Подруги рассмеялись.
Максим проснулся через пять часов и ощутил, что автомобиль летит с невероятной скоростью.
— Можно я потом расскажу, — прохрипел он.
— Не вопрос, — смеясь, произнес Купер.
Максим достал приготовленную минеральную воду и в течение очень небольшого промежутка времени осушил два литра с небольшим перерывом на то, чтобы перевести дыхание.
— Сколько мы в пути?
— Пять часов.
— Только выехали, фактически, — констатировал Максим. Я дальше, мне ещё часов десять нужно. Как раз доедем. — Он попытался рассмеяться.
— Не парься! У меня такая «ксива», что два дня превратятся в полтора, а то и меньше, а полдня отоспимся в мотельчике, я уже наметил. Ладно, давай на боковую.
Максим проснулся через три часа, но осушил уже гораздо меньший объем. В пути они были уже восемь часов. Купер остановился.
Наступило утро.
— Тут передохнём. Передохну. А ты бери свои бутылки и иди, лечись.
Друзья разошлись по номерам. Максим уже чётко помнил вечер, чётко он его помнил и в течение самого вечера, но теперь добавилось острые физические последствия. Максим с преогромным удовольствием вскрыл двухлитровую бутылку рассола и присосался к ней, оставив половину. После принял горячий душ, потом холодный, потом опять и так несколько раз, пока не ощутил в голове просветление. Допил рассол, лег в постель и мгновенно заснул.
— В двух словах,
Максим Сергеевич! Я уже послал слугу за саблей, поскольку ваши слова о необходимости секундантов мне показались шуткой.— Что ж, Иван Сергеевич, извольте. Некто из прислуги, а именно конюх, оскорбил нашего графа.
— Конюх?
— Вы не ослышались.
— И как конюх мог оскорбить графа? Это всё ваши сказки о равенстве и братстве.

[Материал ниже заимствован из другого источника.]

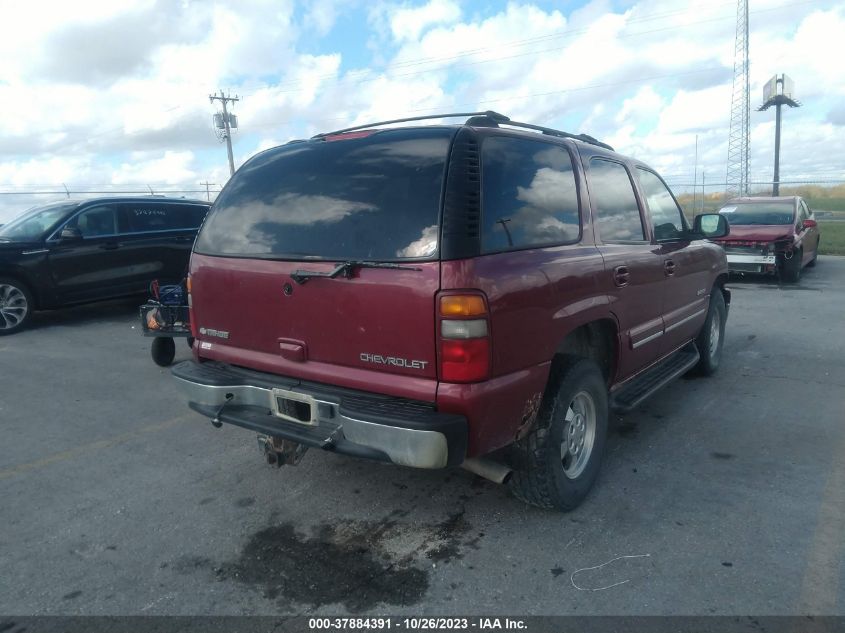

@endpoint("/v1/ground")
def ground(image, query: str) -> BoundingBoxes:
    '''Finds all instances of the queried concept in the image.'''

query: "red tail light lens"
[185,275,197,339]
[440,337,490,382]
[438,293,490,382]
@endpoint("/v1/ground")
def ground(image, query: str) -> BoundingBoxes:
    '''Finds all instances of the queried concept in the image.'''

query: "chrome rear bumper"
[172,361,467,468]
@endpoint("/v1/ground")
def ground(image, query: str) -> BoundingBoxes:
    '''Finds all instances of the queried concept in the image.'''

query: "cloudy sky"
[0,0,845,222]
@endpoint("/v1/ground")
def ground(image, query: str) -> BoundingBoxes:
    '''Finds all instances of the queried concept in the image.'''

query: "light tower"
[208,90,240,176]
[757,75,801,196]
[725,0,751,197]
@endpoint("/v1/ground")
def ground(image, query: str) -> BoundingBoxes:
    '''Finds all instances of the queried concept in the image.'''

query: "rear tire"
[150,336,176,367]
[0,277,34,336]
[509,357,608,512]
[780,249,804,284]
[693,286,728,376]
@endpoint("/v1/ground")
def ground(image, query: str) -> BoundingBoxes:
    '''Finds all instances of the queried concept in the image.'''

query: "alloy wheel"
[0,284,29,330]
[560,391,596,479]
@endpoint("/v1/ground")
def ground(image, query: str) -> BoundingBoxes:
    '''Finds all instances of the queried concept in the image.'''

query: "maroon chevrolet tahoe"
[173,112,730,510]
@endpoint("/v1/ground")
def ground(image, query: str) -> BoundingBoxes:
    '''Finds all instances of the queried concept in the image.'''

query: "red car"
[718,196,819,283]
[173,112,730,510]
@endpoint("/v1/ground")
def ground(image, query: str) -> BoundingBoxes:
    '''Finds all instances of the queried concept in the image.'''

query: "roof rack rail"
[311,110,509,139]
[311,110,614,152]
[507,121,615,152]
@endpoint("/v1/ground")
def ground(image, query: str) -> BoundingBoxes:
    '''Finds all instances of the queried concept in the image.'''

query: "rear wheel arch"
[713,273,731,307]
[552,318,619,386]
[0,274,36,335]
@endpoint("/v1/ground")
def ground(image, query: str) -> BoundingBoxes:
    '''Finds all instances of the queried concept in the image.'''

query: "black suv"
[0,196,210,335]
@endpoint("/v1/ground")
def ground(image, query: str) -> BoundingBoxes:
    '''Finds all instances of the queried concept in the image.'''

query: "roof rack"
[311,110,614,151]
[311,110,510,139]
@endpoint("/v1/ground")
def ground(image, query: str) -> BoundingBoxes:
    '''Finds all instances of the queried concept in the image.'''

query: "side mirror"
[59,226,82,242]
[692,213,731,240]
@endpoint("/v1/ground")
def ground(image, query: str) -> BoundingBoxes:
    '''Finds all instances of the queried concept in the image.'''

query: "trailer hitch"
[257,435,308,468]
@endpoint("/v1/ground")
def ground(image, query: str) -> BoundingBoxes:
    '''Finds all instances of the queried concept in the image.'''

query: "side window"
[481,136,581,253]
[68,206,118,237]
[123,203,206,233]
[795,202,807,231]
[801,200,813,218]
[185,205,208,229]
[588,158,645,242]
[637,167,686,240]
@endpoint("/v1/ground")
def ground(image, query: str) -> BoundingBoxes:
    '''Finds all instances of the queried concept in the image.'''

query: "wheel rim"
[560,391,596,479]
[0,284,29,330]
[708,310,722,358]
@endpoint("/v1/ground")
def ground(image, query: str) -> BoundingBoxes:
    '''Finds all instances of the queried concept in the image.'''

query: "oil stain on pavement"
[172,510,479,613]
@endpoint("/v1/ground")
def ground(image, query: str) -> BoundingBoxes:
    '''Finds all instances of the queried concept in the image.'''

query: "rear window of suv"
[195,128,455,261]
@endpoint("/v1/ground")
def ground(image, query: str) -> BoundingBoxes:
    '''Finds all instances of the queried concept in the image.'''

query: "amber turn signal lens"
[440,295,487,317]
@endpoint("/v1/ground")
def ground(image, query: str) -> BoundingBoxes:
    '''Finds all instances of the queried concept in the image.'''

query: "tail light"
[185,275,197,338]
[438,294,490,382]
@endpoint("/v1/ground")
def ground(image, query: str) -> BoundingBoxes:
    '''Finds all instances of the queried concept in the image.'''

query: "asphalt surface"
[0,257,845,615]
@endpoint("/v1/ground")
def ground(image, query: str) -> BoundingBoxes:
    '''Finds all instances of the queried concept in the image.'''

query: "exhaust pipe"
[461,457,513,484]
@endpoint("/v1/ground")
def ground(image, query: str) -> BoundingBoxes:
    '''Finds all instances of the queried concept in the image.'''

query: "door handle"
[613,266,631,288]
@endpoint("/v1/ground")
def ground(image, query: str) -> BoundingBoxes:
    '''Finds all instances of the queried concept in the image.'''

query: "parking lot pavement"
[0,257,845,615]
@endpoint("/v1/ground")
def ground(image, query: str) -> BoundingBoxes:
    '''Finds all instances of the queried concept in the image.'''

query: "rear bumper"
[727,253,777,266]
[172,361,467,468]
[726,252,778,273]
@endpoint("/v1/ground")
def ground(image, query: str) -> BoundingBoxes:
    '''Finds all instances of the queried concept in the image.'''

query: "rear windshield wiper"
[290,261,422,286]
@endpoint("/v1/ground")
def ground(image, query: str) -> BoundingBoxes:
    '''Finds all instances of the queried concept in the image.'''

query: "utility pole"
[757,75,801,196]
[692,134,698,216]
[208,90,240,176]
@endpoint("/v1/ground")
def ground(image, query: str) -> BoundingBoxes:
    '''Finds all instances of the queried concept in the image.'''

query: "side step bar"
[610,343,700,414]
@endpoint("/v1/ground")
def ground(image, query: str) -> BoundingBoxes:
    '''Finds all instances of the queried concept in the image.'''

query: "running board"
[610,343,700,414]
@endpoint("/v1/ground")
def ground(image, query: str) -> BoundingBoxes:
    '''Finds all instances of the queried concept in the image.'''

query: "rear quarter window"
[196,128,454,261]
[481,136,581,253]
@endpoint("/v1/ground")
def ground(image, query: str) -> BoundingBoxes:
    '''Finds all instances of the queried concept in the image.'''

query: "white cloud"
[390,0,461,41]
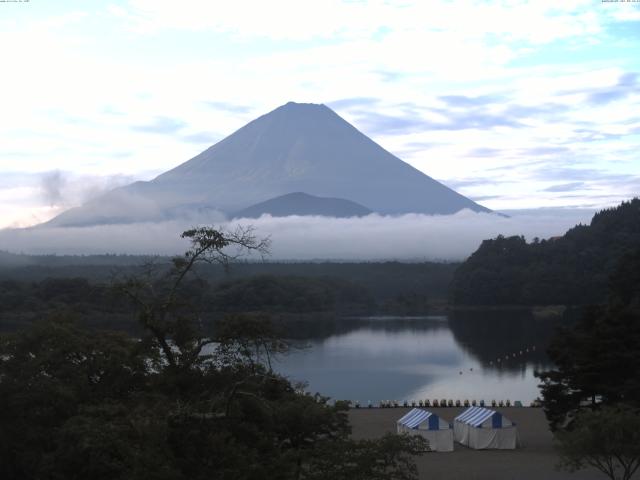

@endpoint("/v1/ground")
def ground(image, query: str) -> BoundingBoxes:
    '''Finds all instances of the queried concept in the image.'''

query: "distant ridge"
[49,102,489,226]
[450,198,640,305]
[233,192,372,218]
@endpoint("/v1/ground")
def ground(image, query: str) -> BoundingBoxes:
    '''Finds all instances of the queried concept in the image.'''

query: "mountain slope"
[50,103,488,225]
[233,192,371,218]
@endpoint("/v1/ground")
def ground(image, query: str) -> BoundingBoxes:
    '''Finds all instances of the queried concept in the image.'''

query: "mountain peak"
[45,102,488,229]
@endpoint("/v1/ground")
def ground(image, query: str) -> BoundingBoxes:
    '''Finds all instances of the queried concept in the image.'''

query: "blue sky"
[0,0,640,228]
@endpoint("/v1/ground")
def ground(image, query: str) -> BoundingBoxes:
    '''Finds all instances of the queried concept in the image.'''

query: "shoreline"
[348,407,640,480]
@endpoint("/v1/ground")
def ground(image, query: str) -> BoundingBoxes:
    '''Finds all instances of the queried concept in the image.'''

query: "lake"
[275,311,558,405]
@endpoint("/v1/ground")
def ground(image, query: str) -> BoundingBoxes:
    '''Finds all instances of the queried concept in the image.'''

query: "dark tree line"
[450,198,640,305]
[0,229,425,480]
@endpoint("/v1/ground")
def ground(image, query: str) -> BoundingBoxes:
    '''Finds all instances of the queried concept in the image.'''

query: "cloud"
[40,170,66,207]
[182,132,222,145]
[586,72,640,105]
[544,182,585,192]
[519,146,569,157]
[467,147,502,157]
[0,210,592,261]
[131,117,187,133]
[204,101,252,113]
[438,95,503,107]
[327,97,380,110]
[357,108,525,135]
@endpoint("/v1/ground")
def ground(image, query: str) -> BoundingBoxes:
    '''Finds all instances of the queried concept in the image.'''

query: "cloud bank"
[0,209,593,261]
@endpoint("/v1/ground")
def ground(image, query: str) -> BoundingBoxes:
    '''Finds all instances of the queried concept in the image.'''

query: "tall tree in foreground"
[556,407,640,480]
[537,249,640,430]
[0,228,425,480]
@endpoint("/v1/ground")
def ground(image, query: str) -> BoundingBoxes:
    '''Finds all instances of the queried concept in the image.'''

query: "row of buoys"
[490,345,536,366]
[356,398,541,408]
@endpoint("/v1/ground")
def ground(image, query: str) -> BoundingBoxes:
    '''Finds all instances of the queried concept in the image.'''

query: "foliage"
[556,406,640,480]
[450,198,640,305]
[0,229,421,480]
[538,249,640,430]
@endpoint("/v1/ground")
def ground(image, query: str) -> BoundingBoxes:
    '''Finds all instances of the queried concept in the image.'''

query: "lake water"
[275,312,557,405]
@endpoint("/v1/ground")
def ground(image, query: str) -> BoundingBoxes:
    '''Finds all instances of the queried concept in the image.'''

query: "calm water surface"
[275,312,557,405]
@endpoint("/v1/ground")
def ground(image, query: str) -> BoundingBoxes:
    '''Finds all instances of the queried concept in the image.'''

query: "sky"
[0,0,640,232]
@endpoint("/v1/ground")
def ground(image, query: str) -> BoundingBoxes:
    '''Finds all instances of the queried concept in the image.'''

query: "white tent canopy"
[453,407,519,449]
[396,408,453,452]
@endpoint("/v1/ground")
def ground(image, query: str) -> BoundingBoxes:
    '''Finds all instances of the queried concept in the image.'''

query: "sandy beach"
[349,407,640,480]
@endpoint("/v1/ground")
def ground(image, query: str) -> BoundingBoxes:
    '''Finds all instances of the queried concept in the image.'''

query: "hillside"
[450,198,640,305]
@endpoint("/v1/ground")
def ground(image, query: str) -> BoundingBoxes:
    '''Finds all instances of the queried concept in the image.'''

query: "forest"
[450,198,640,305]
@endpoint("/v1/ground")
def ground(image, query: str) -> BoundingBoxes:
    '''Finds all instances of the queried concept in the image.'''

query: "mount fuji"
[45,102,489,226]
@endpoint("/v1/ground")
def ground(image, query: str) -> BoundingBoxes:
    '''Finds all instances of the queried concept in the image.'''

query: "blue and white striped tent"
[396,408,453,452]
[453,407,519,449]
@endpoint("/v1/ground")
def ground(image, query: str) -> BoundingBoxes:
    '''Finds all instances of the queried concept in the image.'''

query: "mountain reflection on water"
[276,311,558,405]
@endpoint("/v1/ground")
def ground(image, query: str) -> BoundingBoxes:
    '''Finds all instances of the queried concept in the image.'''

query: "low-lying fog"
[0,209,594,261]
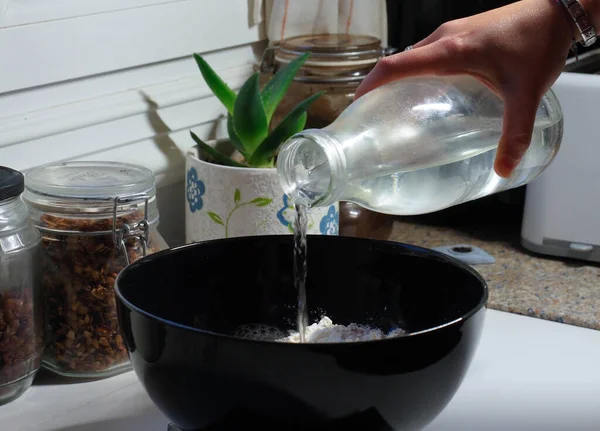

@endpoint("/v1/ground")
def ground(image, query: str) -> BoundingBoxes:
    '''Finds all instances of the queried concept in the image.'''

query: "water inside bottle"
[295,118,556,215]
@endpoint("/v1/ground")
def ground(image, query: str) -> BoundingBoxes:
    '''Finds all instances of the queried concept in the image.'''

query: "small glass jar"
[23,162,166,377]
[0,166,44,405]
[260,34,394,239]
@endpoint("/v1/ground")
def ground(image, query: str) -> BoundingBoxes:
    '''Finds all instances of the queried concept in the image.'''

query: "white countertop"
[0,310,600,431]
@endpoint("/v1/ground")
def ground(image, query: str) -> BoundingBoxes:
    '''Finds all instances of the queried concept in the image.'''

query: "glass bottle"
[261,34,393,239]
[277,76,563,215]
[23,162,166,377]
[0,166,44,405]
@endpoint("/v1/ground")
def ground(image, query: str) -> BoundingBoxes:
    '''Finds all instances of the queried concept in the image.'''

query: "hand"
[355,0,576,177]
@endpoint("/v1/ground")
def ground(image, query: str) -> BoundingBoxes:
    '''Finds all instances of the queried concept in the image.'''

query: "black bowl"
[116,235,488,431]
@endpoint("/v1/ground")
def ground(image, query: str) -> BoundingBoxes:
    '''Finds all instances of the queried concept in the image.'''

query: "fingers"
[494,96,539,178]
[354,39,467,99]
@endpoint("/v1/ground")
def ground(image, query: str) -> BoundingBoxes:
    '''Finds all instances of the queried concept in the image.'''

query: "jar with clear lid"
[261,33,394,239]
[0,166,44,405]
[23,162,167,377]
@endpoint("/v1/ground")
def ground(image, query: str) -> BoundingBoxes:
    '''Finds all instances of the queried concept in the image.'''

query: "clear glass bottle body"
[0,196,44,405]
[261,34,394,240]
[277,76,563,215]
[23,162,167,378]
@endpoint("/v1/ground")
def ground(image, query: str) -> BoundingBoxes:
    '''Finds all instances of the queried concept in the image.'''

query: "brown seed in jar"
[0,285,44,397]
[41,213,156,373]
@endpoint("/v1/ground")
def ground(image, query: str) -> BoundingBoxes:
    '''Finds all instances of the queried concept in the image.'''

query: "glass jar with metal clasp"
[260,34,397,239]
[0,166,44,405]
[23,162,167,377]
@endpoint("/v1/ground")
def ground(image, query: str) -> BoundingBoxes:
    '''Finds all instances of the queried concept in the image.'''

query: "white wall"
[0,0,265,245]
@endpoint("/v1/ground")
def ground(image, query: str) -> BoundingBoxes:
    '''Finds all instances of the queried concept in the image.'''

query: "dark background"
[387,0,514,50]
[386,0,597,57]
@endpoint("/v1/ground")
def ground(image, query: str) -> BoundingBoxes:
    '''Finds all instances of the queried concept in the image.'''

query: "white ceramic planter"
[185,143,339,243]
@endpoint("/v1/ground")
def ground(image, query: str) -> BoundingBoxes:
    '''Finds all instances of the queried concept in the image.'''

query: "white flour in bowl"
[277,316,405,343]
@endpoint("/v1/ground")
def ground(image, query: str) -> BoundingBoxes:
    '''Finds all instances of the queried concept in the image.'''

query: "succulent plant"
[190,52,323,168]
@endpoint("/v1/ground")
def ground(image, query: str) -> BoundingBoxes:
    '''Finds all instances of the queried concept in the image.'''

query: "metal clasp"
[112,193,150,265]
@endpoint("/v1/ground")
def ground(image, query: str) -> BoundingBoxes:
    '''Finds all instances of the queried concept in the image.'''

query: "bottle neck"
[277,129,347,208]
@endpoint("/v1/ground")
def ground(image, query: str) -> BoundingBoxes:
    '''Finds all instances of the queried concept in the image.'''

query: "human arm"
[356,0,600,177]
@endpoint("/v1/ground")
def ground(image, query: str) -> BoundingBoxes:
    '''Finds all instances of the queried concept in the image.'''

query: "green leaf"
[208,211,225,226]
[190,130,248,168]
[250,198,273,207]
[227,115,250,160]
[194,54,236,114]
[233,72,269,155]
[261,52,310,123]
[248,91,324,166]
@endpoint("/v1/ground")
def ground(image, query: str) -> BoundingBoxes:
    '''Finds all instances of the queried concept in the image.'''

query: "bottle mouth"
[277,129,345,208]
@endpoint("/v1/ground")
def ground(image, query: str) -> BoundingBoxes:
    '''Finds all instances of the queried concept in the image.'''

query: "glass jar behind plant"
[0,166,44,405]
[23,162,166,377]
[261,34,393,239]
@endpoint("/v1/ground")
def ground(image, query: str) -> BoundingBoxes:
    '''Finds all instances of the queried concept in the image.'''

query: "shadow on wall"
[140,92,218,247]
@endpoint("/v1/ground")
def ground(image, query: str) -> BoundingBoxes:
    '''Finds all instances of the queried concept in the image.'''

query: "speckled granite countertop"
[392,198,600,329]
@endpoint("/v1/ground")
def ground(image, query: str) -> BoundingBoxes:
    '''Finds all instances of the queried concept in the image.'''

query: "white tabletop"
[0,310,600,431]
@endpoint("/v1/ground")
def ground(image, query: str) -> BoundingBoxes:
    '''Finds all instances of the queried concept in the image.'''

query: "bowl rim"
[114,234,489,347]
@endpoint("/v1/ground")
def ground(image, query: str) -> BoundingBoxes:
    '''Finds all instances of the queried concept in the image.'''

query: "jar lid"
[25,162,155,200]
[279,33,381,59]
[0,166,25,202]
[274,34,384,83]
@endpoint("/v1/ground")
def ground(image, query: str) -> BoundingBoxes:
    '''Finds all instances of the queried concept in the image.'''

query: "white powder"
[277,316,405,343]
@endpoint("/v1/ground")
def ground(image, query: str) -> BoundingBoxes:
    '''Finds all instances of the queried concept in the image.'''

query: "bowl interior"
[117,235,487,337]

— Ваня, ты не о том сейчас. Есть подозрение, а то и уверенность, что всё было спланировано заранее. Конюх этот служит у капитана Ордынцева, известного своей конфронтацией с графом.
— Короче, Волков…
— Давеча состоялся спор относительно того, вправе ли дворянское сословие, к примеру, дворянское, реагировать на чернь.
— То есть?
— Нет бунтов, революций. На лицо обычная бытовая ситуация. И чернь, то есть конюх, оскорбляет графа.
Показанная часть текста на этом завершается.